Eilig lief sie zum Spiegel .
Richtig , rote Ränder hatte sie schon von den Tränen bekommen !
Sie begann eifrig die Augen zu kühlen .
Die Tanzstunde war doch wohl ein bißchen wichtiger als dieses Rackertüg von Aufsatz !
Merkwürdig !
Jetzt , da sie gar nicht an den Anfang denken wollte , wußte sie ihn plötzlich - oder wirkten die kalten Umschläge wohltuend auf ihren erhitzten Kopf ?
Ja , ja , so ging_es !
Man tau !
Mit fliegender Hand ließ Leni die Feder über den Bogen rascheln .
Satz reihte sich an Satz .
Uje , der letzte , über die vier Tiere , der war aber Mal schön !
Ohne Pause schrieb Leni , ohne Punkt und Komma .
Ihre Wangen glühten , die Augen blitzten , und das Papier knisterte .
Jetzt war sie in den weiten öden Sandwüsten der Sahara ; hops , ein Federsprung , da setzte sie über die chinesische Mauer .
Flink in ein japanisches Haus hineingelugt , und nun von dem firnschimmernden Himalajagebirge mit einem einzigen Schritt nach Norden in die sibirischen Steppen .
Die große Weltreise begann Leni ordentlich Spaß zu machen .
Auch Amerika wurde durchstreift .
Bloß Europa , Europa !
Daß einem das Nächstliegende doch oft die größten Schwierigkeiten macht !
" Der schönste Teil in Europa ist Mecklenburg . "
Das prangte als unumstößliche Wahrheit bereits auf dem geduldigen Papier .
Aber nun weiter !
" Europa ist der zivilisierteste der Erdteile . "

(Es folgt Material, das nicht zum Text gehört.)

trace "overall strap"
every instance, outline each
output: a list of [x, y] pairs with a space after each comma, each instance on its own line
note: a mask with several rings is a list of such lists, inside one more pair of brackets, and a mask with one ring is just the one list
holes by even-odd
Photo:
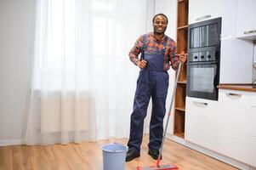
[[143, 46], [142, 46], [142, 48], [141, 48], [141, 54], [140, 54], [140, 60], [144, 60], [144, 54], [145, 54], [145, 50], [146, 48], [146, 35], [147, 34], [145, 34], [142, 36], [143, 37]]

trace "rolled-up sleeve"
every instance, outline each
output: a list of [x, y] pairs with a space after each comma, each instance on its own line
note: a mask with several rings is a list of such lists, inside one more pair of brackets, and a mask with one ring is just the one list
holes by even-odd
[[129, 52], [130, 60], [136, 65], [136, 62], [139, 60], [138, 56], [140, 54], [143, 47], [143, 36], [139, 37], [134, 43], [134, 46]]
[[177, 44], [174, 41], [171, 42], [171, 50], [169, 52], [169, 60], [171, 61], [171, 65], [173, 69], [177, 70], [179, 68], [179, 57], [177, 54]]

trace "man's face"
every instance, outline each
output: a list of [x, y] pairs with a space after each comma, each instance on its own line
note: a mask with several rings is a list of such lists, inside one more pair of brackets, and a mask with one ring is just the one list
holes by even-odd
[[155, 18], [154, 23], [154, 33], [163, 34], [167, 28], [167, 20], [162, 15], [158, 15]]

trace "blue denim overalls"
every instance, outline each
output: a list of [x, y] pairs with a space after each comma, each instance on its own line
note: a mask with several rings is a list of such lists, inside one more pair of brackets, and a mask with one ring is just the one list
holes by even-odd
[[163, 48], [144, 54], [147, 65], [139, 71], [134, 101], [134, 111], [131, 115], [130, 137], [128, 143], [129, 150], [140, 151], [143, 137], [144, 119], [151, 97], [152, 98], [152, 112], [150, 124], [150, 150], [159, 150], [162, 139], [163, 118], [166, 109], [166, 97], [168, 88], [168, 73], [163, 70], [163, 57], [167, 41]]

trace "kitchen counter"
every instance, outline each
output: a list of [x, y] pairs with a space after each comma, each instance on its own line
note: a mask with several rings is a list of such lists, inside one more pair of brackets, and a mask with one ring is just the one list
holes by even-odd
[[252, 85], [239, 85], [239, 84], [220, 84], [217, 87], [219, 89], [240, 90], [247, 92], [256, 92], [256, 88], [253, 88]]

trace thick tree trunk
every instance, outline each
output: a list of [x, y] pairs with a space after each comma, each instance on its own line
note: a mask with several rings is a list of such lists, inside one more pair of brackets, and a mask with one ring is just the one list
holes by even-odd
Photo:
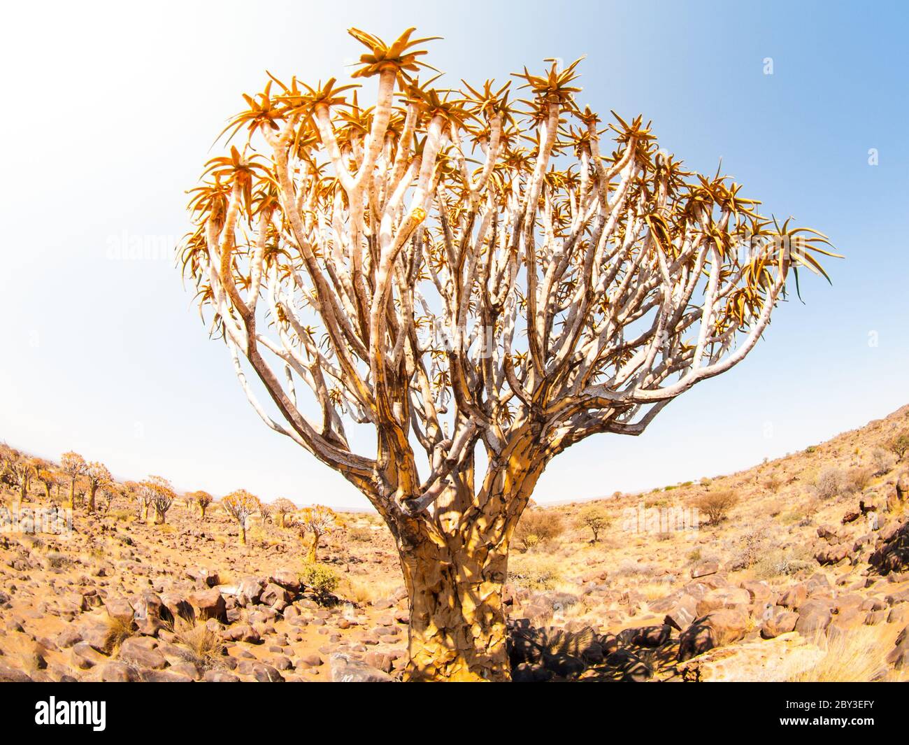
[[401, 554], [410, 600], [408, 680], [508, 680], [504, 550], [425, 542]]

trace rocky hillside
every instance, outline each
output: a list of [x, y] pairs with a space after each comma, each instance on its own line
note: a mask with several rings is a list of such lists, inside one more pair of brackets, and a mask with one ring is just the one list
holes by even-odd
[[[746, 471], [529, 510], [505, 588], [513, 677], [901, 680], [904, 432], [909, 408]], [[21, 490], [0, 488], [5, 519]], [[65, 501], [33, 484], [21, 506]], [[115, 499], [77, 507], [68, 533], [7, 524], [0, 679], [399, 675], [406, 598], [375, 515], [345, 516], [315, 565], [276, 519], [258, 517], [243, 546], [217, 504], [205, 520], [191, 504], [166, 517]]]

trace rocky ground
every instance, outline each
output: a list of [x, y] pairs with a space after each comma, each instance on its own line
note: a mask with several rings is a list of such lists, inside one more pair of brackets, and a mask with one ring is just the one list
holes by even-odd
[[[903, 680], [909, 464], [890, 443], [906, 430], [909, 408], [747, 471], [616, 494], [595, 503], [595, 542], [590, 503], [534, 508], [561, 529], [514, 542], [513, 677]], [[680, 527], [716, 495], [732, 498], [715, 524]], [[330, 591], [293, 529], [260, 518], [244, 547], [216, 505], [150, 525], [115, 501], [77, 509], [71, 533], [2, 532], [0, 679], [395, 680], [394, 544], [375, 515], [345, 517], [320, 547]]]

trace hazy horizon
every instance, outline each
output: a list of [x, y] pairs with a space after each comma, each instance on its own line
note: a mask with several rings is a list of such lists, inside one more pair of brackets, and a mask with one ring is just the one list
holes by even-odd
[[[451, 85], [585, 55], [582, 107], [604, 121], [610, 109], [643, 113], [689, 168], [713, 174], [722, 158], [742, 194], [845, 255], [825, 262], [832, 287], [802, 274], [804, 304], [792, 295], [748, 359], [680, 397], [645, 434], [593, 438], [554, 460], [538, 503], [734, 472], [909, 402], [909, 103], [898, 94], [909, 51], [894, 22], [909, 11], [693, 5], [579, 2], [550, 15], [543, 3], [521, 15], [475, 2], [454, 15], [447, 4], [400, 6], [420, 35], [445, 37], [427, 59]], [[343, 82], [360, 54], [345, 29], [388, 39], [401, 15], [369, 3], [8, 11], [11, 31], [44, 36], [13, 33], [0, 50], [15, 72], [8, 100], [24, 102], [0, 118], [15, 175], [0, 195], [0, 440], [55, 460], [75, 449], [181, 489], [369, 508], [262, 424], [224, 345], [207, 338], [172, 247], [189, 227], [185, 190], [220, 154], [209, 147], [241, 94], [261, 90], [265, 69]], [[647, 30], [657, 26], [672, 33]]]

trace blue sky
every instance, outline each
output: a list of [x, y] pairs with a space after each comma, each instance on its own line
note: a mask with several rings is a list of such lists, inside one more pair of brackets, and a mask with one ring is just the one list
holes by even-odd
[[[185, 231], [185, 190], [240, 94], [261, 89], [266, 68], [345, 77], [359, 54], [350, 25], [444, 36], [429, 61], [453, 86], [585, 55], [582, 105], [643, 113], [691, 168], [713, 172], [722, 157], [766, 212], [846, 255], [828, 263], [833, 287], [806, 277], [804, 305], [778, 308], [742, 365], [644, 435], [601, 436], [554, 460], [538, 501], [735, 470], [907, 403], [903, 4], [126, 5], [6, 12], [0, 439], [184, 488], [366, 505], [262, 425], [158, 248]], [[111, 257], [131, 239], [151, 256]]]

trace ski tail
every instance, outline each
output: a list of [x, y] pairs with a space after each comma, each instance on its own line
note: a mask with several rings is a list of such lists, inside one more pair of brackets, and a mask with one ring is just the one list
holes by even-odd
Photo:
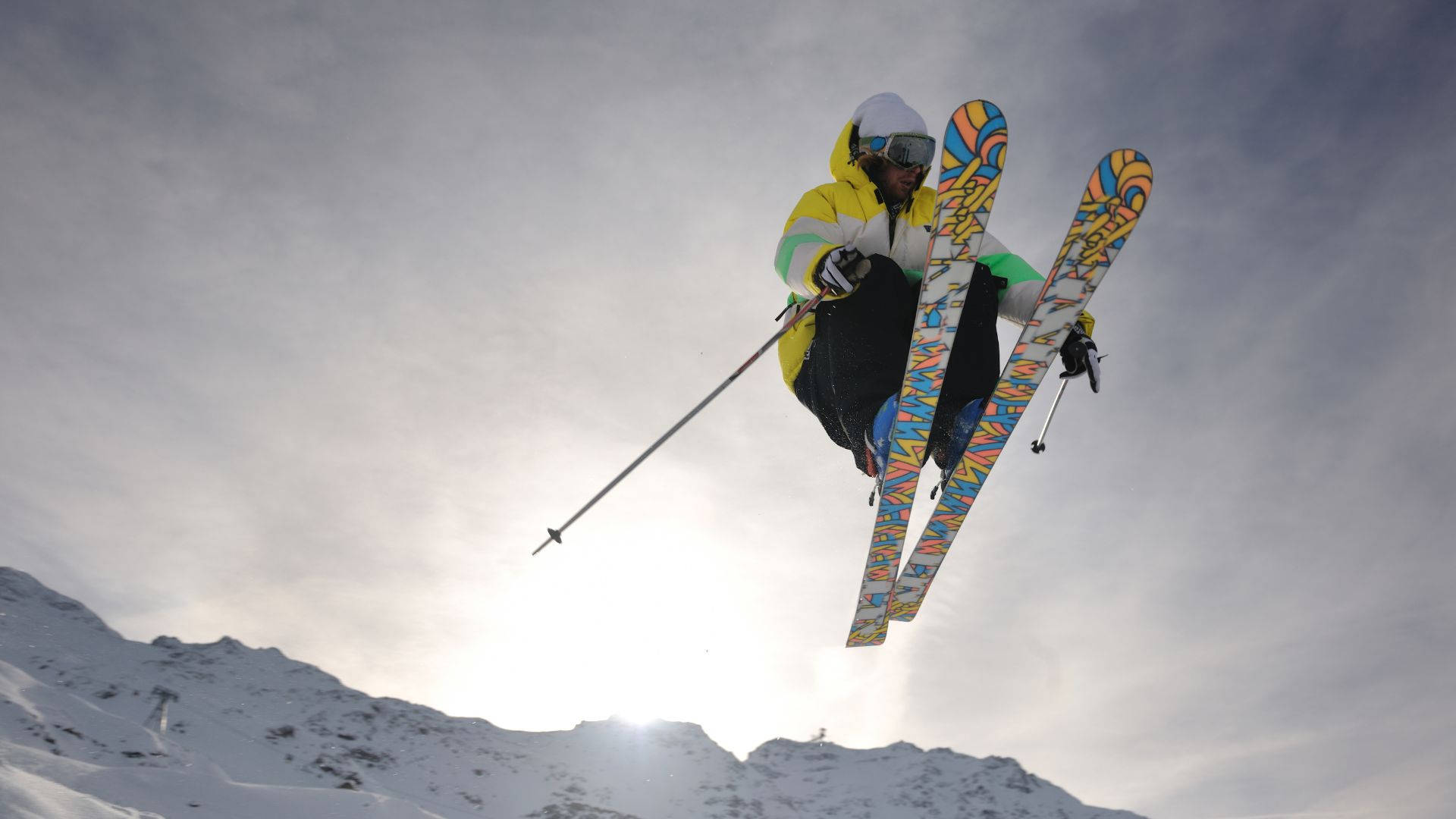
[[891, 619], [910, 621], [925, 603], [930, 581], [951, 551], [951, 544], [976, 503], [992, 466], [1000, 458], [1031, 401], [1037, 385], [1057, 357], [1067, 328], [1092, 299], [1102, 275], [1127, 243], [1147, 204], [1153, 168], [1142, 153], [1120, 149], [1098, 162], [1082, 191], [1041, 299], [1002, 370], [996, 391], [960, 463], [951, 472], [914, 552], [891, 592]]

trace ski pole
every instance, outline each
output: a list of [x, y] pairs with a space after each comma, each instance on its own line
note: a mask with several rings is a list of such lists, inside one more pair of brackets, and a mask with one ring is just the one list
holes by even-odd
[[1061, 379], [1061, 386], [1057, 388], [1057, 396], [1051, 399], [1051, 410], [1047, 412], [1047, 423], [1041, 426], [1041, 433], [1037, 440], [1031, 442], [1031, 450], [1041, 455], [1047, 449], [1047, 427], [1051, 426], [1051, 417], [1057, 414], [1057, 402], [1061, 401], [1061, 393], [1066, 392], [1067, 385], [1072, 383], [1067, 379]]
[[779, 338], [782, 338], [785, 332], [789, 332], [789, 329], [794, 325], [799, 324], [799, 319], [802, 319], [804, 316], [807, 316], [810, 313], [810, 310], [812, 310], [815, 306], [818, 306], [818, 303], [823, 299], [824, 299], [824, 294], [820, 293], [818, 296], [814, 296], [812, 299], [810, 299], [808, 302], [805, 302], [804, 306], [799, 307], [799, 312], [794, 313], [794, 318], [791, 318], [782, 328], [779, 328], [779, 332], [775, 332], [772, 338], [769, 338], [767, 341], [763, 342], [763, 347], [760, 347], [753, 356], [748, 356], [748, 360], [744, 361], [743, 364], [740, 364], [738, 369], [734, 370], [731, 376], [728, 376], [728, 380], [725, 380], [721, 385], [718, 385], [718, 389], [709, 392], [708, 398], [702, 399], [697, 404], [697, 407], [693, 407], [693, 410], [687, 415], [683, 415], [683, 418], [678, 423], [673, 424], [673, 428], [670, 428], [665, 433], [662, 433], [662, 437], [657, 439], [652, 443], [652, 446], [646, 447], [646, 452], [644, 452], [642, 455], [639, 455], [638, 459], [633, 461], [626, 469], [623, 469], [616, 478], [612, 478], [612, 482], [607, 484], [606, 487], [603, 487], [603, 490], [600, 493], [597, 493], [596, 497], [593, 497], [591, 500], [588, 500], [587, 506], [578, 509], [577, 513], [572, 514], [571, 519], [566, 520], [565, 523], [562, 523], [558, 529], [547, 528], [546, 533], [549, 535], [549, 538], [546, 538], [545, 541], [542, 541], [542, 545], [536, 546], [536, 551], [533, 551], [531, 555], [534, 555], [536, 552], [539, 552], [539, 551], [545, 549], [546, 546], [549, 546], [552, 541], [555, 541], [555, 542], [559, 544], [561, 542], [561, 533], [565, 532], [568, 526], [571, 526], [572, 523], [575, 523], [578, 517], [581, 517], [582, 514], [585, 514], [588, 509], [591, 509], [593, 506], [596, 506], [598, 500], [601, 500], [617, 484], [620, 484], [622, 478], [626, 478], [628, 474], [630, 474], [644, 461], [646, 461], [648, 455], [652, 455], [654, 452], [657, 452], [657, 447], [662, 446], [662, 443], [667, 442], [667, 439], [673, 437], [673, 434], [677, 433], [677, 430], [683, 428], [683, 424], [686, 424], [687, 421], [692, 421], [693, 415], [696, 415], [699, 411], [702, 411], [703, 407], [708, 407], [709, 401], [712, 401], [713, 398], [718, 398], [719, 392], [728, 389], [728, 385], [731, 385], [734, 380], [737, 380], [738, 376], [741, 376], [743, 372], [747, 370], [750, 364], [753, 364], [754, 361], [757, 361], [759, 356], [763, 356], [763, 353], [769, 347], [773, 347], [773, 342], [778, 341]]

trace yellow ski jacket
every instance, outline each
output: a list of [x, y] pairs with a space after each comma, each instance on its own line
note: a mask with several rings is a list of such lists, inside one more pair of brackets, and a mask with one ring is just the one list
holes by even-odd
[[[792, 290], [791, 305], [804, 303], [818, 293], [814, 273], [820, 261], [830, 251], [850, 242], [866, 256], [874, 254], [890, 256], [914, 283], [925, 275], [930, 232], [935, 229], [935, 189], [922, 187], [911, 195], [895, 217], [891, 236], [890, 211], [879, 189], [850, 153], [853, 130], [853, 122], [844, 124], [830, 154], [828, 171], [834, 181], [804, 194], [783, 226], [773, 267]], [[997, 293], [999, 315], [1025, 325], [1041, 294], [1041, 274], [1008, 251], [989, 230], [981, 240], [980, 261], [990, 267], [994, 275], [1006, 280], [1006, 287]], [[824, 297], [824, 300], [831, 299], [836, 296]], [[794, 312], [789, 310], [786, 315], [792, 316]], [[1091, 335], [1092, 316], [1082, 313], [1079, 324]], [[783, 370], [783, 383], [791, 391], [794, 379], [804, 367], [811, 341], [814, 341], [814, 313], [799, 319], [799, 324], [779, 340], [779, 366]]]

Na , das war doch eigentlich was Selbstverständliches ; das wußte Mrs .
Smith so gut wie sie .
Nee , nee , das brauchte sie ihr nicht erst zu erzählen .
Europas Zivilisation wurde mit einem Strich vernichtet .
Es half nichts , sie saß fest , mitten in Europa !
Der heimatliche Erdteil war " steinpöttig " ; der ließ sich nicht so gefügig nach dem Willen eines Backfisches kneten wie die anderen .
Na , denn eben nicht !
Dann kam er zur Strafe jetzt überhaupt nicht mehr daran .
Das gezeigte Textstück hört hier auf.